In summary, for patients with clinically negative nodes and a favorable primary tumor (Tis, Ta G1 to G2, T1 G1), observation of the inguinal regions is appropriate. For G2 to G3 or T2 disease, either a staging modified inguinal lymph node dissection or dynamic sentinel lymph node biopsy is recommended.44
Primary Therapy
Surgery
Circumcision is the first step in all cases. Small tumors that are limited to the prepuce can be treated by circumcision alone. Penis-conserving surgical techniques such as laser or Mohs surgery may be suitable for selected tumors. Mohs surgery45 for carcinoma in situ or very superficial tumors involves excision of tissue in successive layers with complete microscopic scanning of each horizontally cut layer to identify any tumor outgrowths that may extend beyond the visible or palpable lesion. Successive layers are removed until margins are histologically clear.
Laser surgery using carbon dioxide or neodymium:yttrium-aluminum-garnet (Nd:YAG) lasers has been reported to provide a superior functional and cosmetic result compared with standard surgical techniques for selected premalignant and malignant lesions.46,47,48,49 Most tumors appropriate for this modality are Tis or T1, the recurrence rate being unacceptable for T2 disease.46 Windahl and Andersson47 reported a 19% local recurrence rate for 67 patients, although 50% of failures could be re-treated with laser. Extended, careful follow-up is required because only 57% of local recurrences occur within the first 2 years, 30% between 6 and 10 years, and 15% after 10 years. Whether these late failures represent true local recurrences or new primary tumors is unknown.

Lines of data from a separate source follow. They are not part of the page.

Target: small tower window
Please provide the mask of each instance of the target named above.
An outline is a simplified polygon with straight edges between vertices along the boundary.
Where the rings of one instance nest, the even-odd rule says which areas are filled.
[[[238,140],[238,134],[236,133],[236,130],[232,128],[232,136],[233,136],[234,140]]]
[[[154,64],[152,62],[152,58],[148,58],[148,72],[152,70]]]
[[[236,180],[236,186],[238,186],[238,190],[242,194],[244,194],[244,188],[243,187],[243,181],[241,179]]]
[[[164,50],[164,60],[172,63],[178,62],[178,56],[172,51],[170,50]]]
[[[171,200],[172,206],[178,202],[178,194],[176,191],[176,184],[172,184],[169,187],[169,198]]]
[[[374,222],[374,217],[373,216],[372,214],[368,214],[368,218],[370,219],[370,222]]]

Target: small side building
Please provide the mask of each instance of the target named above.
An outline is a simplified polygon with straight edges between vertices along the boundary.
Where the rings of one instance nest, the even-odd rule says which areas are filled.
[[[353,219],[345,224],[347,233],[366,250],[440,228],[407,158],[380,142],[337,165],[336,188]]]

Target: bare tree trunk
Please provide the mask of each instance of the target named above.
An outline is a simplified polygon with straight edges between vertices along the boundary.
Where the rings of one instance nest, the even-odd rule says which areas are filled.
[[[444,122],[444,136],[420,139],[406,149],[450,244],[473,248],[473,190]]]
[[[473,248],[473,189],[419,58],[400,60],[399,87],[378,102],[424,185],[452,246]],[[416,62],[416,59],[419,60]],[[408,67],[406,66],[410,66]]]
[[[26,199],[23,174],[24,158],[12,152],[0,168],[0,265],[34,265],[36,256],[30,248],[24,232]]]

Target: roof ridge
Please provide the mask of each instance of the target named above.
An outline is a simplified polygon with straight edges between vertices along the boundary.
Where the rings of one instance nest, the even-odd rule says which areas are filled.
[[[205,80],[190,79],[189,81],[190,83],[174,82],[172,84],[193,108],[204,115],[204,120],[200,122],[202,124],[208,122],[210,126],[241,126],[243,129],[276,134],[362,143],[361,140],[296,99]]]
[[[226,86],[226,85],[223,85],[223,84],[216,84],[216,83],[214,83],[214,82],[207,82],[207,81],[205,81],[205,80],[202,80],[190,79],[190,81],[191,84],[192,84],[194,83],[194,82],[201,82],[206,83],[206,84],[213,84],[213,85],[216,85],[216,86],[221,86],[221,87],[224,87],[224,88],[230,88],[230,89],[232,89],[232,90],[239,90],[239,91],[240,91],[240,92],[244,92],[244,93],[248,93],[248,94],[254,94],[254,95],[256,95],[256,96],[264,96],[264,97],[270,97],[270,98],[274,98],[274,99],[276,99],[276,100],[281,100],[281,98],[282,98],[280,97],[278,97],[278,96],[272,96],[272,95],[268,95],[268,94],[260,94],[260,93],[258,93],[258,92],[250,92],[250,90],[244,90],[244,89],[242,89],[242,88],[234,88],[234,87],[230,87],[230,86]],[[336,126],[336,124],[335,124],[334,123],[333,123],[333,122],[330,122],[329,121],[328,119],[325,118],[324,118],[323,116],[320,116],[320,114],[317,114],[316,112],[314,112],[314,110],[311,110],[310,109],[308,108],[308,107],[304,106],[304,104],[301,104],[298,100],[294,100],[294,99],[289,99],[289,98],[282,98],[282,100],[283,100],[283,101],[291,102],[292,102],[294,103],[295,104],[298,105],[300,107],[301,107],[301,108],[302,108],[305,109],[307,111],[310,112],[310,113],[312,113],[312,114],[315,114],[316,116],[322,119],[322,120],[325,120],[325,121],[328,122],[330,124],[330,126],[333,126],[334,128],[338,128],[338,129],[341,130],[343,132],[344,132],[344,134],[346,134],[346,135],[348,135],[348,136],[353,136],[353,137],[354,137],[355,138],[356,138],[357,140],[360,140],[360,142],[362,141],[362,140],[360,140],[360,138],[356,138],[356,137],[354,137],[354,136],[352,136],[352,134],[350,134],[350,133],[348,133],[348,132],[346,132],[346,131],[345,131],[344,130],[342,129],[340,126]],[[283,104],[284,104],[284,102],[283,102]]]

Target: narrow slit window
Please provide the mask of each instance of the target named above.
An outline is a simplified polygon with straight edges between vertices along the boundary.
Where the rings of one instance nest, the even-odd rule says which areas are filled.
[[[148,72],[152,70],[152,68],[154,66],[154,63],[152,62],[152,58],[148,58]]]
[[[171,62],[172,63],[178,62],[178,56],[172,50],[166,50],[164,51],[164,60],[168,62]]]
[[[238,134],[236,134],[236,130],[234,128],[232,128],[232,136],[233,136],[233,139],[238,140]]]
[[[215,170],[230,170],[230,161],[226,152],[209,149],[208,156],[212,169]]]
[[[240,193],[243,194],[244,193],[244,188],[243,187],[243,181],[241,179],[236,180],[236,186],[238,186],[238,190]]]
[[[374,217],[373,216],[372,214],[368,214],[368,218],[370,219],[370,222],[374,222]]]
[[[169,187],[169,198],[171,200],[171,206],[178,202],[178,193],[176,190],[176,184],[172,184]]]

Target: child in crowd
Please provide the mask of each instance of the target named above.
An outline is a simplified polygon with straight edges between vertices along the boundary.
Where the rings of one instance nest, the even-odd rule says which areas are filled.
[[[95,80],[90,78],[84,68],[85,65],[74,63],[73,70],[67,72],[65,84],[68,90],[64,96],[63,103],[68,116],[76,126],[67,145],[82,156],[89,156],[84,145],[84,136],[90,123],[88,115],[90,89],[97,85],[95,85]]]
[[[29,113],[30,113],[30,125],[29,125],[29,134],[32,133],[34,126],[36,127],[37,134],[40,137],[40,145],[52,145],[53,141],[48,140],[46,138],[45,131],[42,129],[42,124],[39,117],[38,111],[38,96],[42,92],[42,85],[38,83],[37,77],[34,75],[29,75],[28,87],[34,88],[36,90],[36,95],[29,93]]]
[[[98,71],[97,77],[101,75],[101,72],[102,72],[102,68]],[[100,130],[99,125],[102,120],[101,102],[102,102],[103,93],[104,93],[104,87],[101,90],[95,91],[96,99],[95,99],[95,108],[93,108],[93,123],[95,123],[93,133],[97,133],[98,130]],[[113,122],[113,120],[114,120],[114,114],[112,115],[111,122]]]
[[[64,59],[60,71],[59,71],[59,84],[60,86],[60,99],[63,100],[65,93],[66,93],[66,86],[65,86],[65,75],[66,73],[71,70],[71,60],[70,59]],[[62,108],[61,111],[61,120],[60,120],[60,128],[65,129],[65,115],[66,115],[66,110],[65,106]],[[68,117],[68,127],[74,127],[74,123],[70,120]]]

Selected cases, especially those involving only skin, can be treated by wide excision, but local wedge excision is associated with a high recurrence rate. Glansectomy and reconstruction with a split-thickness skin graft preserves a greater length of penile shaft than traditional partial penectomy.50,51 Total or partial penectomy is indicated for larger or more invasive tumors. Traditionally, an adequate resection margin is considered to be 2 cm, but closer margins of 10 mm or less may be acceptable if tumor-free on frozen section.52 Partial penectomy is possible when the tumor involves the glans or the distal shaft, and the penile remnant will allow the patient to direct the urinary stream. Total amputation is indicated for larger or proximal tumors and requires a perineal urethrostomy.
Radiation Therapy
Radical RT in the form of brachytherapy or EBRT is effective in achieving local control in a high percentage of patients (Table 55-2). Often, series span several decades, during which time treatment techniques and dose prescriptions evolve. Staging systems have also undergone significant modifications (see Table 55-1).
Interstitial brachytherapy yields a 5-year local tumor control rate of 77% to 87%, with penile preservation rates at 5 years ranging from 72% to 88%. For EBRT, local control rates are less favorable, 41% to 70% at 5 years. The increased need for surgical salvage decreases penile preservation rates to 36% to 66%. Careful extended follow-up is recommended because local failures can occur several years after treatment. Crook and colleagues53 found that although five of eight local failures in a series of 67 men occurred in the first 2 years, the remaining three occurred at 4.5, 7, and 8 years. Similarly, Mazeron and associates25 reported that 18% of local failures occurred between years 5 and 8, and de Crevoisier and colleagues54 reported that 20% of the local failures occurred after 8 years. This late recurrence pattern is strikingly similar to that seen after penile-conserving laser treatment47 and necessitates careful long-term follow-up because the majority can be successfully salvaged.